This is the power of the individual, of governing the polarity of his desires by commanding the animal propensities or the spiritual sentiments. Thus he determines which shall predominate, according to whether he allows himself to respond to instinct (past), or to be influenced by intuition or inspiration (future).

Man's only escape from this fundamental conflict of choice has been a disastrous one for him (i.e., to reject both instinct and intuition), thus confining himself to the independent operations of the intellect (i.e., to a world of reflective and verbal representations).

Within this sphere of purely intellectual activity, the truth is entirely irrelevant with respect to the physiological and psychological consequences of the reflective and representative activities of the brain and nervous system. For the multifarious combinations of memory sensations create states of mind and motivate action without regard to their "truth" or "falsity" with respect to any criteria whatever.

Until we embody the physiological laws of thought in a logic capable of correlating language with life, more philosophic speculation is barren and without any probability of correspondence with truth.

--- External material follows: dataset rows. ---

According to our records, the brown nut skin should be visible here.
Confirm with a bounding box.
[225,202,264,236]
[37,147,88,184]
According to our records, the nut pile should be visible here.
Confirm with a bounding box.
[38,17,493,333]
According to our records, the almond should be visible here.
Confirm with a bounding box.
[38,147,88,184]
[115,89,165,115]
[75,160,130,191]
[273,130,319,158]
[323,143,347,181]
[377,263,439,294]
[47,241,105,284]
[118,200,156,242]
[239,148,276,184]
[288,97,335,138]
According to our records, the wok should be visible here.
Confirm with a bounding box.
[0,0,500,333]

Our only practical physiological means of insuring the correspondence of our imaginative activity with external conditions is by the use of special sensory organs in the acquisition of experience, the exercise of immediate observation, and the invention of apparatus in experiments. This is science.

Our only practical means of insuring the correspondence of our imaginative activity with external or internal conditions beyond the capacity and ability of our sensory organs to acquire experience, to exercise immediate observation, or to invent and apply activity of the entire nervous system as "antennae" in the acquisition of knowledge by "feelings," which are to be understood only by the selective stimulation of memory elements in the activity of imagination from which all independent operations of the intellect have been rigidly excluded.

This is the domain of religion, not as a system of speculative belief, but as an operative function of intuition and faith that involves and includes the inspiration of all the so-called spiritual gifts, including prophecy and all types of mental phenomena to which have been falsely attributed occult or psychic connotations.

The exercise of the latter to the exclusion of the former produces but half-men and half-truths: i.e., mystics and mysticism. The exercise only of the former produces but half-men and half-truths: i.e., skeptics and skepticism.

The materialism of science and the spiritualism of religion are each in themselves incapable of embracing the whole man or the whole truth. It is only the two together, functioning in one man, not in separate men, that produces the capacity of mankind to a universal consciousness, coordination and understanding.